Zoocasa, the Toronto-based real estate web company, compared land-transfer taxes, the often-overlooked fees that home buyers must pay when buying homes, in 25 different cities across Canada.

The study found that someone purchasing a home for the average price in Toronto and Vancouver would face between 1.8 per cent to 2.1 per cent in land-transfer taxes on top of the bloated purchase price, which would add as much as $20,000 to the overall price in fees that are not eligible to be part of a mortgage.

On the flip side, in Alberta’s two largest cities – which see average home prices at between 50 per cent to 60 per cent less than in Toronto and Vancouver – land-transfer taxes are also roughly 10 per cent what they are in those cities.

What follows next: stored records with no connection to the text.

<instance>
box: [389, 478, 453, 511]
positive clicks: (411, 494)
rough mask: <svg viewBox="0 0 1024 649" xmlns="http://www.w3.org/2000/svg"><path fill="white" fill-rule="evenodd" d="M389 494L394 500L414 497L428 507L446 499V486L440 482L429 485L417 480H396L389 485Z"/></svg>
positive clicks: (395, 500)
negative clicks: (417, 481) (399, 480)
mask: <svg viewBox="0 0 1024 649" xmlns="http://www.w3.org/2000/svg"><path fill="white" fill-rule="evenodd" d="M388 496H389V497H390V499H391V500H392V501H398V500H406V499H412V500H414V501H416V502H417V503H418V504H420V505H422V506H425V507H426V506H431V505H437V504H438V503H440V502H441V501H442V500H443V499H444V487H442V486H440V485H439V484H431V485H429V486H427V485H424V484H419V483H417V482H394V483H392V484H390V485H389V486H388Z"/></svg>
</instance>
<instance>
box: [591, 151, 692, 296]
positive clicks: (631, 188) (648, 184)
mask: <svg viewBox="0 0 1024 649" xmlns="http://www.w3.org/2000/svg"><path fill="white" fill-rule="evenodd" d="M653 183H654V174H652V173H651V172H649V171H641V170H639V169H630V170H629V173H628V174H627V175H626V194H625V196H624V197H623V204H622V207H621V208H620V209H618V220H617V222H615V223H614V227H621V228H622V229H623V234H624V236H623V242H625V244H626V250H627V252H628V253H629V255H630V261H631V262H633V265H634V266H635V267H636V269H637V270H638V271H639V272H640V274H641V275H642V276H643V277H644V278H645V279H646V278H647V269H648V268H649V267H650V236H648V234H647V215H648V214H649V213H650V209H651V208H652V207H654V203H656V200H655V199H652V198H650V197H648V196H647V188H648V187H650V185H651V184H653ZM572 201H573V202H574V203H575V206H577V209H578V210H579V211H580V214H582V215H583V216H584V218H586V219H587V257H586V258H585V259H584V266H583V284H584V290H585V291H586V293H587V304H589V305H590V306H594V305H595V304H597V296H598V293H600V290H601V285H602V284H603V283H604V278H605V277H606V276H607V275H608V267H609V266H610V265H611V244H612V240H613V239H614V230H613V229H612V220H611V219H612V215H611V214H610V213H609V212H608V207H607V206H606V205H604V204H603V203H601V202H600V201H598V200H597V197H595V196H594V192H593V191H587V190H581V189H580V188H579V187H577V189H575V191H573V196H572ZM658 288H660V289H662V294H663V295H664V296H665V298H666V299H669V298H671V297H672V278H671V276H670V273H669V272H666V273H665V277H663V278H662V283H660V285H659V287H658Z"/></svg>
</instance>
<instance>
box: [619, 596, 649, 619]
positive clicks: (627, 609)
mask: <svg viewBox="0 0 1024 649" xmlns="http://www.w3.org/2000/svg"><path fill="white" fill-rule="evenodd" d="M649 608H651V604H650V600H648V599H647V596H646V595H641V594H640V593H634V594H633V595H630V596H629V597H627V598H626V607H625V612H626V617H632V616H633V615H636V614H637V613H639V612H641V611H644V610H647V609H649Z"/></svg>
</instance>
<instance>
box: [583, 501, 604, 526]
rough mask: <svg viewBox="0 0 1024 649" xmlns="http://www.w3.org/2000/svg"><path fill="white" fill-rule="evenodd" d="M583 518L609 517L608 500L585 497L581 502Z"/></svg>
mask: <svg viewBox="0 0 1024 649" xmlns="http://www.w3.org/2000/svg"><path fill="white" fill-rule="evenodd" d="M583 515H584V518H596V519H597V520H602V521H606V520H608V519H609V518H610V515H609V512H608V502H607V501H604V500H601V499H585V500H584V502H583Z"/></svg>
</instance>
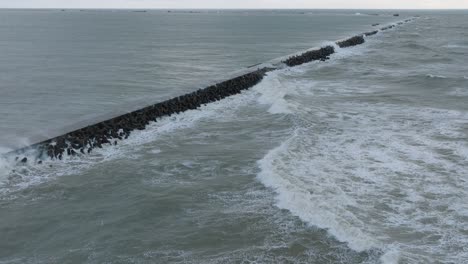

“The average home price is already lower [in Calgary and Edmonton] and the market in comparison is a lot more depressed,” says Penelope Graham, managing editor at Zoocasa. “You’ve got some negative sales growth and negative price growth, so it doesn’t make sense to put a tax on prospective home buyers.”

And the reason the taxes are so high in markets such as Toronto and Vancouver “is it’s a money maker,” Ms. Graham adds, noting that in Toronto, land-transfer fees were created as a way to generate revenue for the city to fund infrastructure improvements.

In a recent report on land transfer taxes, Toronto officials noted the revenue tool raised $156-million in the first quarter of 2018.